In announcing the change last week as part of a broader reorganization of USDA, Perdue called the decision on rural development an “elevation” that would have those programs answer directly to him. He also said he was creating a new undersecretary post for trade, meeting a farm bill mandate, although creating the new post doesn’t require eliminating an existing one.
 
“It is my commitment to always argue for the needs of rural America, which is why we are elevating Rural Development within USDA,” Perdue said in a news release. “No doubt, the opportunity we have here at the USDA in rural development is unmatched.”
 
While lawmakers praised the move on trade, Perdue’s decision on rural development hasn’t won much approval in Congress.
 
Senate Agriculture Chairman Pat Roberts (R-Kan.) said he hopes the reorganization will benefit rural areas and that he was planning to review it in more detail; the ranking Democrat on the committee, Michigan Sen. Debbie Stabenow said in a statement, “I have real concerns about eliminating the Undersecretary for Rural Development. This proposal would eliminate an important voice for rural America and bypass Congress’s role to confirm a qualified nominee.”
 
One of Perdue’s Democratic allies in Congress, Rep.

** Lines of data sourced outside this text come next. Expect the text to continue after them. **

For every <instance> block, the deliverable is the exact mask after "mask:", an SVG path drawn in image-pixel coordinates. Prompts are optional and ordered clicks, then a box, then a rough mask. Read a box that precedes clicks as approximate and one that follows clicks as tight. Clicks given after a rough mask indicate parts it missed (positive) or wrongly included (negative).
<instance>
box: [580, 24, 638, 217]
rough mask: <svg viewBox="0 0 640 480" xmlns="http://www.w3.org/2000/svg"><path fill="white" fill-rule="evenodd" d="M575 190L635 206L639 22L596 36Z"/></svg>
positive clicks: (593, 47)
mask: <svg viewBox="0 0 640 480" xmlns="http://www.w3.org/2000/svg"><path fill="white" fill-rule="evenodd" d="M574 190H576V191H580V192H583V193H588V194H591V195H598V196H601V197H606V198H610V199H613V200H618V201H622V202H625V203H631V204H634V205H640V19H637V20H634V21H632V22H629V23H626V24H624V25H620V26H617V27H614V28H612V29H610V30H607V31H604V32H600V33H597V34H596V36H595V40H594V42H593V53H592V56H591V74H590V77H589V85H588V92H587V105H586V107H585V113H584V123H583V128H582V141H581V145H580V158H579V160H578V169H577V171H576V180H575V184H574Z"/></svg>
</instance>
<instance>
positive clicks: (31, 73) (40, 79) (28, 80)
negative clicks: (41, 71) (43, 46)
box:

Sanford Bishop (D-Ga.), called the elimination of the undersecretary position “new territory” and said he would analyze the proposal to ensure it makes the programs “more streamlined, less onerous, and more responsive.”
 
Perdue’s allies say he is a firm supporter of rural areas, having grown up on a farm in Georgia. And it’s possible that he’ll take a direct interest in those programs, said former Agriculture Secretary Dan Glickman, who served in the Clinton administration.
 
“I do think he’s got a great interest in rural development,” said Glickman, who has worked with Perdue at the Bipartisan Policy Center, a think tank. But the secretary doesn’t have much time to take on additional responsibilities, he said.